A' part à clutch ou à la clé quand elle est pluguée. Récemment, la broche qui assurait la marche à reculons a lâchée, il manque une petite pièce en forme de crochet, il faut reculer en tirant. Mais je recule jamais en tirant. J'aime mieux pelleter.
Je me rappelle, quand j'étais chez mes parents, les corvées de pelletage. Quand ça tombait sur moi, j'en faisais toujours le minimum. De quoi placer les pieds l'un devant l'autre. Le driveway pareil, un petit espace de chaque côté des véhicules, aucun sens pratique et aucun sens de l'esthétique. Et parlez moi pas de fierté, j'aurais trouvé ça aussi cave d'être fier de son pelletage que de sa crotte envoyée dins toilettes.
Mais aujourd'hui quand il neige pour la peine, j'ai hâte. Je choisis mon temps, je crinque les gars en avance « allez hop! dans 30 min, on éteint les écrans et on va pelleter dehors!». Un bon café bien chaud, avec une shot de Sortilège Crème quand je suis en congé. «10 minutes!!». Je rentre les suits de neige pour qu'ils soient T° pièce. Je dis au plus jeune de préparer des grands verres d'eau et de remplir la cruche parce qu'on va avoir soif.
Pis là on part. J'ai toute mon plan dans ma tête, par où passer, d'abord fendre un passage vers la rue, ensuite balayer le derrière des véhicules, vers la droite (on veut pas accumuler à gauche pour que la gratte nous renvoie toute ça dessus). Le Petit peut faire ça pendant que le plus grand balaye les chars ou fait l'allée jusqu'à la remise. Moi je commence à attaquer l'ourlet de neige tapée, avec la pelle-traineau. Etc. Après il faut hisser la neige jusqu'en haut de la butte, elle est déjà plus haute que moi et on est même pas en février. Je veux que ça soit beau, grand, confortable et plaisant pour ma petite femme quand elle est chargée de paquets ou qu'elle reçoit de la visite. Même mon point dans le dos du pelleteur me fait sourire.
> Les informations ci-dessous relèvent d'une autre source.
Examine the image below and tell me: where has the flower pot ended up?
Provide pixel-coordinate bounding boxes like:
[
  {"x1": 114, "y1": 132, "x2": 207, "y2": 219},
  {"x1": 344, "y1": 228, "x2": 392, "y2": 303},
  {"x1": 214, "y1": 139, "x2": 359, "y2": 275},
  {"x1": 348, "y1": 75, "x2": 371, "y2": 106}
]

Les jeunes veulent faire le minimum. Comme moi à leur âge. Le plus grand botche mais fait toujours du passable. Le plus jeune peut péter des coches, crier, pleurer qu'il a froid, surtout dans les premières 5-6 minutes, mais on garde le cap. C'est là qu'on boit de l'eau à pleines gorgées. «Tu vois?! Nos corps avaient soif, mais à rester assis en dedans, on s'en rendait pas compte!». On a les joues rouges et le nez rouge, on repart!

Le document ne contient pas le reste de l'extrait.